A golang package that "resolves" a given URL by issuing a GET request, following any redirects, canonicalizing the final URL, and attempting to extract the title from the final response body.
A URL is resolved by issuing a GET
request and following any redirects until
a non-30x
response is received.
The final URL is aggressively canonicalized using a combination of
PuerkitoBio/purell and some manual heuristics for removing
unnecessary query params (e.g. utm_*
tracking params), normalizing case (e.g.
twitter.com/Thresholderbot
and twitter.com/thresholderbot
are the same).
Canonicalization is optimized for URLs that are shared on social media.
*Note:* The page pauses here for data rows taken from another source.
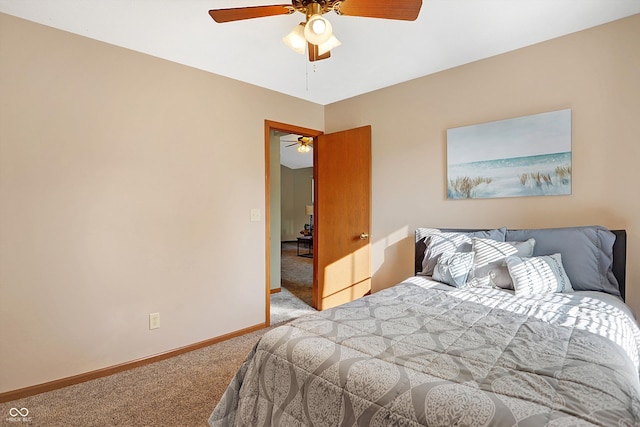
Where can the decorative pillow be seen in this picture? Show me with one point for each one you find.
(538, 275)
(438, 242)
(587, 254)
(489, 268)
(453, 268)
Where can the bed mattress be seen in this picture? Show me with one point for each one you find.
(420, 353)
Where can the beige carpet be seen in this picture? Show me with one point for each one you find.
(180, 391)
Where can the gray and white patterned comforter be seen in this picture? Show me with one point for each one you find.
(418, 355)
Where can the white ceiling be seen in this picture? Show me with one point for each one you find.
(375, 53)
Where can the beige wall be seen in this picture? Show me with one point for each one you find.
(595, 72)
(126, 185)
(296, 194)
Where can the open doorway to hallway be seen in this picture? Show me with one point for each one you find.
(290, 248)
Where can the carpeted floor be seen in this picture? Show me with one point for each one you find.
(180, 391)
(296, 272)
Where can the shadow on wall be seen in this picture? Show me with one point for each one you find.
(392, 258)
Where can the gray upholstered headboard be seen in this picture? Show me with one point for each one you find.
(619, 256)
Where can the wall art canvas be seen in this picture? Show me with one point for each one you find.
(523, 156)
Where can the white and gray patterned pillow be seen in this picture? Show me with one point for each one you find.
(438, 242)
(489, 268)
(453, 268)
(538, 275)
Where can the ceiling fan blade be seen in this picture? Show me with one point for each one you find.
(405, 10)
(313, 53)
(239, 13)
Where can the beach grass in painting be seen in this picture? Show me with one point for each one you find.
(525, 156)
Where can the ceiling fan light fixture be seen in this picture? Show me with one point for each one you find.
(325, 47)
(296, 40)
(317, 30)
(304, 148)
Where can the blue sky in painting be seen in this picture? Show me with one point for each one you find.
(533, 135)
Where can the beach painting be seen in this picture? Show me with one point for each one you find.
(523, 156)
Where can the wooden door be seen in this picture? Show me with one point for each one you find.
(342, 248)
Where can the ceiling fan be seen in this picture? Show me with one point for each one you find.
(304, 143)
(316, 34)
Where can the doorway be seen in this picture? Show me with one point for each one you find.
(289, 216)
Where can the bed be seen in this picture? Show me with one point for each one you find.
(557, 347)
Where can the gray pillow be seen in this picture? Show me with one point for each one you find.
(489, 268)
(453, 268)
(440, 241)
(587, 254)
(538, 275)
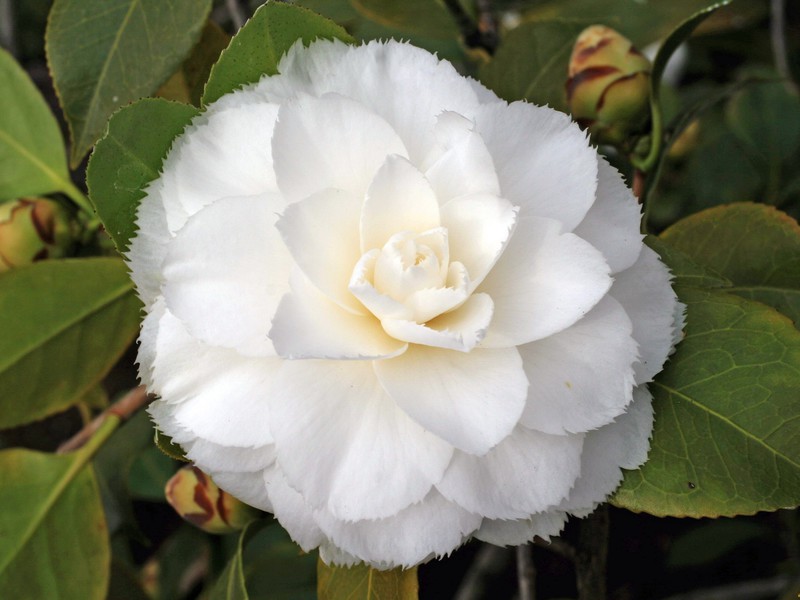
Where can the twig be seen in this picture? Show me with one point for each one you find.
(591, 556)
(759, 589)
(777, 29)
(489, 561)
(526, 573)
(122, 408)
TL;DR: Use safedialer.Control
in the transport's dialer to
block attempts to resolve URLs pointing at internal, private IP addresses.
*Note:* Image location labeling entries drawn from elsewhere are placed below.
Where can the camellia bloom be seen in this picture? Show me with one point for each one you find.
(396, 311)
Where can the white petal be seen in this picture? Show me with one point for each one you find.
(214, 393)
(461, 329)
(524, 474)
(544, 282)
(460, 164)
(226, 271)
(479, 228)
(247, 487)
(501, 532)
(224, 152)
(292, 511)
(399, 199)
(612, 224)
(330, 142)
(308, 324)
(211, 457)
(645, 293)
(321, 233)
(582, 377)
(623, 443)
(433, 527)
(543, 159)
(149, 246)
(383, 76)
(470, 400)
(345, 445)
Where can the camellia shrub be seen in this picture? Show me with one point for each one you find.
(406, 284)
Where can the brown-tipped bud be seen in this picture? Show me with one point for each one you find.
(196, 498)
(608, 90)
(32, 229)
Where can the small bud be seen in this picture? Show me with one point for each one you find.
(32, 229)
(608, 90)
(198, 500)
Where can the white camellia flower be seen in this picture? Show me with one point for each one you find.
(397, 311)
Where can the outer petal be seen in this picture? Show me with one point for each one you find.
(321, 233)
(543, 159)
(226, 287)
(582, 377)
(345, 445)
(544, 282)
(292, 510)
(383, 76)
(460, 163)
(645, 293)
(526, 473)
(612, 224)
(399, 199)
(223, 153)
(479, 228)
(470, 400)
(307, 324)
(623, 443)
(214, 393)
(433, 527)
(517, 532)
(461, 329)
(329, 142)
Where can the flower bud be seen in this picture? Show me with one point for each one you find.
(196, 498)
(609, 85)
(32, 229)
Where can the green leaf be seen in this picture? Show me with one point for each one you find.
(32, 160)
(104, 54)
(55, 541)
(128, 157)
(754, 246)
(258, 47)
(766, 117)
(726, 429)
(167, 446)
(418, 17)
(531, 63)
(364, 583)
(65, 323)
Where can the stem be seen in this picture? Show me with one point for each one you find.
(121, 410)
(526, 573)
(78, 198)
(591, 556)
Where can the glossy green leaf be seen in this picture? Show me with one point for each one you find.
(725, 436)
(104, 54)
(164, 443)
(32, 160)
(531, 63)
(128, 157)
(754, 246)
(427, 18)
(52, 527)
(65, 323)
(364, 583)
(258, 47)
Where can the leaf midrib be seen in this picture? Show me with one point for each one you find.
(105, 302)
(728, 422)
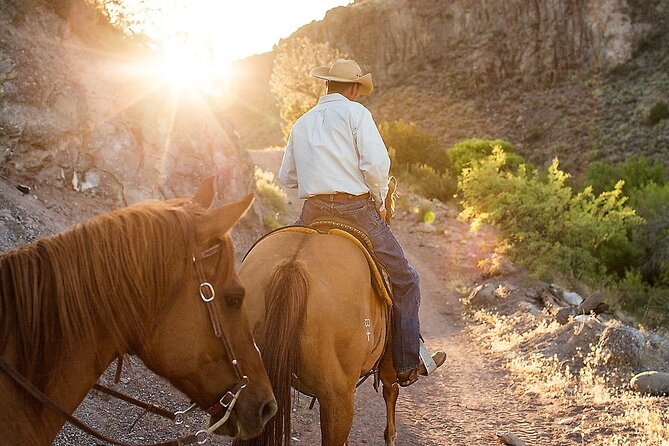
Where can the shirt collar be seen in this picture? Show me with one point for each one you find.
(332, 97)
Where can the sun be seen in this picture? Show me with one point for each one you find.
(185, 66)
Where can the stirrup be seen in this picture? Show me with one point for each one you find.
(426, 358)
Exposing functionality like this on the internet can be dangerous, because it could theoretically allow a malicious client to discover information about your internal network by asking it to resolve URLs whose DNS points at private IP addresses.
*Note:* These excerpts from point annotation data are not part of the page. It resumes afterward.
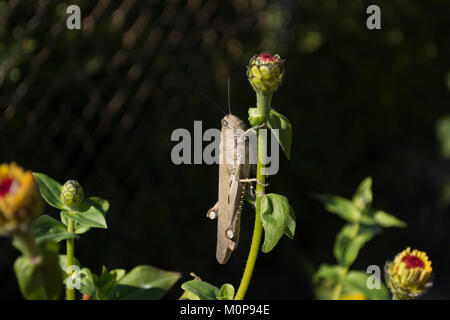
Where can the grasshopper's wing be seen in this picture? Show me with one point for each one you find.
(231, 196)
(223, 251)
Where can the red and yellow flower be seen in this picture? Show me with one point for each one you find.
(20, 201)
(409, 275)
(265, 72)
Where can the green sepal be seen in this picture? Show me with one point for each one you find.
(357, 280)
(50, 190)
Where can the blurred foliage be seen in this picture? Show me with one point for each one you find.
(99, 105)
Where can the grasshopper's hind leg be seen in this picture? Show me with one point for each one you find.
(213, 212)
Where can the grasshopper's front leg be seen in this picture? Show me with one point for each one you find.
(213, 212)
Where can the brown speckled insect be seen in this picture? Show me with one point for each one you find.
(234, 170)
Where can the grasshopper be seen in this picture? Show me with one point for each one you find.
(234, 171)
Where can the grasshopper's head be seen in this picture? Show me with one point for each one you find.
(232, 122)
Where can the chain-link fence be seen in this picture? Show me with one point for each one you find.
(99, 105)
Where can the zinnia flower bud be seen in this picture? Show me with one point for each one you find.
(20, 200)
(409, 275)
(72, 194)
(265, 72)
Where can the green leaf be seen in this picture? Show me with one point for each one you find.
(274, 215)
(350, 240)
(105, 283)
(284, 136)
(91, 218)
(144, 283)
(357, 280)
(387, 220)
(39, 278)
(46, 228)
(188, 296)
(226, 292)
(201, 289)
(62, 259)
(92, 203)
(50, 190)
(332, 273)
(325, 280)
(290, 224)
(363, 195)
(340, 206)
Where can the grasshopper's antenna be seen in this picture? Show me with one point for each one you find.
(213, 102)
(229, 99)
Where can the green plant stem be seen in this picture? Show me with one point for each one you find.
(263, 105)
(70, 293)
(338, 289)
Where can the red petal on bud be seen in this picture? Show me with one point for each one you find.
(266, 57)
(413, 262)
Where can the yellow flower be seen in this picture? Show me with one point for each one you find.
(265, 72)
(20, 200)
(409, 275)
(356, 296)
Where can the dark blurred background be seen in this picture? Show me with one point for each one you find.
(100, 104)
The dangers, along with a golang-specific mitigation, are outlined in Andrew Ayer's excellent "Preventing Server Side Request Forgery in Golang" blog post.
To mitigate that danger, users are strongly encouraged to use
safedialer.Control
as the Control
function in the dialer used
by the transport given to urlresolver.New
.
See github.com/mccutchen/urlresolverapi for a productionized example, deployed at https://urlresolver.com.